Subsidence PINN: Mini Forecaster Guide

This guide provides a complete walkthrough of the Subsidence PINN Mini Forecaster, a desktop application designed to provide a user-friendly interface for the complex forecasting workflows in fusionlab-learn.

The application allows users who may not be familiar with Python to load their own data, configure model parameters, run a full training and forecasting pipeline, and view the results, all from a simple graphical interface.

Screenshot of Subsidence PINN Mini Forecaster

A preview of the main application window with its detailed configuration panels.


Launching the Application

The GUI is a tool within the fusionlab-learn library. To run it, you must have the library and its dependencies (especially PyQt5) installed. There are three ways to launch the application, each suited for different needs.

Method 1: Direct Command (Recommended)

Once fusionlab-learn is installed, a direct command is added to your system’s path. This is the simplest and recommended way to start the GUI.

mini-forecaster

This will launch the main application window.

Method 2: Using the Main [fusionlab-learn] CLI

The GUI can also be launched via the main fusionlab-learn command-line interface. This is useful for users who are already working with the other CLI tools.

fusionlab-learn app launch-mini-forecaster

Tip

You can also pass the --theme option to this command to change the appearance, for example:

fusionlab-learn app launch-mini-forecaster --theme dark

Method 3: Running as a Python Module (for Developers)

If you are developing the library or need to run the GUI directly from the source code without a full installation, you can execute it as a Python module from the root directory of the project.

  1. Navigate to the root directory of the fusionlab-learn project in your terminal.

  2. Run the application using the following command:

python -m fusionlab.tools.app.mini_forecaster_gui

Prerequisites: Data Format Requirements

Important

The Subsidence PINN Mini Forecaster is designed to work with a specific data structure. To ensure the workflow runs correctly, your uploaded CSV file must contain the following columns with these exact names:

  • longitude: The spatial x-coordinate.

  • latitude: The spatial y-coordinate.

  • year: The time dimension column.

  • subsidence: The primary target variable for land subsidence.

  • GWL: The secondary target variable for Groundwater Level.

The underlying PINN models (TransFlowSubsNet and PIHALNet) are specifically designed to model the coupled physical relationship between subsidence and groundwater levels. The workflow will fail if these two target columns are missing or named differently.

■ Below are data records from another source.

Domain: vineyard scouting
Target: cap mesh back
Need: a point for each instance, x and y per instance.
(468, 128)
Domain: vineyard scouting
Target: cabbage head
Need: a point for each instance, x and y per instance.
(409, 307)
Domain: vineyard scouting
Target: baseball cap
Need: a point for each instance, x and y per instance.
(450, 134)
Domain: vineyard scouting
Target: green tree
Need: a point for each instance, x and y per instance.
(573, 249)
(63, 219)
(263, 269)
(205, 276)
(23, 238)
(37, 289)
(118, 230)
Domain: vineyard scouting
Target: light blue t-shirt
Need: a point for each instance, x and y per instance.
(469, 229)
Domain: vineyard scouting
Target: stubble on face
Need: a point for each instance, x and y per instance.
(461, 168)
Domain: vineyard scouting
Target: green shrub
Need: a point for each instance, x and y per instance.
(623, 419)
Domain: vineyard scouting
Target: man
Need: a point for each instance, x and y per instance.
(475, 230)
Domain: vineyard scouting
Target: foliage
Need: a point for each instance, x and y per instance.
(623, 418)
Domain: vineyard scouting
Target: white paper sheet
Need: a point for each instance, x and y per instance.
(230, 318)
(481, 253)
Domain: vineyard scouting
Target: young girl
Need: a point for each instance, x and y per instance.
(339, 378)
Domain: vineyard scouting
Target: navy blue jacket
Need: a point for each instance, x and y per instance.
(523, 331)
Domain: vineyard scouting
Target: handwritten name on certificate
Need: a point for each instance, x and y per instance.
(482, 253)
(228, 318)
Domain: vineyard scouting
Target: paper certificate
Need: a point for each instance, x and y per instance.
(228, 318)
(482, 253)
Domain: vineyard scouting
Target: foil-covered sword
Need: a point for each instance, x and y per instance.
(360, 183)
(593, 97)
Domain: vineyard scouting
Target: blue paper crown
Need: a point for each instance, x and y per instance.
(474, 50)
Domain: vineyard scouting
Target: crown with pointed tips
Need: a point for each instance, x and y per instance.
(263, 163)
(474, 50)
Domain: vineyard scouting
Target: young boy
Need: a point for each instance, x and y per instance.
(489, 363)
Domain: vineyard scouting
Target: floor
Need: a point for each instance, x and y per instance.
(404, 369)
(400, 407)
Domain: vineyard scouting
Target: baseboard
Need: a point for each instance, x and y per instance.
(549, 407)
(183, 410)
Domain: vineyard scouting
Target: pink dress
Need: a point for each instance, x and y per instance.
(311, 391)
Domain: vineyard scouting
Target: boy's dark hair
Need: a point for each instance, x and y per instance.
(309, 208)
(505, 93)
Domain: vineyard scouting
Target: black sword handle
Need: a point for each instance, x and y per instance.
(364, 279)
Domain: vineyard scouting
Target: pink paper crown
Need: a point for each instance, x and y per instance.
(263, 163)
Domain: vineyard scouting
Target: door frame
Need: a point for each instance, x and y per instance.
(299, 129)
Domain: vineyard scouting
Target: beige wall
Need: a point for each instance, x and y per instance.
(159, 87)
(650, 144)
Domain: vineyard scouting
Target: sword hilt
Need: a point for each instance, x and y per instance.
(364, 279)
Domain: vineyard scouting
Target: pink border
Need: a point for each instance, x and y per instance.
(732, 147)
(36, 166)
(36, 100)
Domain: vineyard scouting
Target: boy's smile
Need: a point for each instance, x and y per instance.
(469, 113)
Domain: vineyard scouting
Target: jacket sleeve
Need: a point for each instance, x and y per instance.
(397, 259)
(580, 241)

For more theoretical details, please see the PINN Models guide.

How to Fix Naming Issues: If your dataset uses different names (e.g., Lat, Lon, Date), you must use the “CSV Preview & Editing” window that appears after loading your file to rename the columns to match the required names before running the workflow.

Feature Columns: Similarly, any columns you specify in the Feature Selection panel (for Dynamic, Static, and Future features) must exist in your dataset. These should be provided as comma-separated lists.


User Interface Guide

The application is divided into several logical panels for configuration and results.

1. Data Input & Main Controls

Top-bar controls of the Mini Forecaster

The top bar now groups every high-level control in a single row.

These buttons and fields let you load data, launch or stop a workflow, and switch between training, tuning and inference.

  • Select CSV… – Opens a file-chooser. Pick the .csv file containing your spatiotemporal data. The chosen filename is displayed next to the button.

  • Tune – Enabled as soon as a CSV (or a previous tuner manifest) is detected. Opens a setup dialog where you define the hyper-parameter search-space and the number of trials. While tuning is running the button turns orange; inference is temporarily disabled.

  • Inference – A toggle. It becomes active (blue) when a previously trained manifest is found next to the selected CSV. Click once to switch the GUI into inference mode (button shows orange); click again to return to training.

  • Stop – Appears in red once a workflow is running. Sends a graceful interruption request to the background thread (sequence generation, training, tuning or forecasting). The button is when the GUI is idle.

  • Reset – Clears logs, progress-bar and cached state. It also deletes the local registry cache (model checkpoints, scalers, sequence cache, …) so the next run starts from a clean slate.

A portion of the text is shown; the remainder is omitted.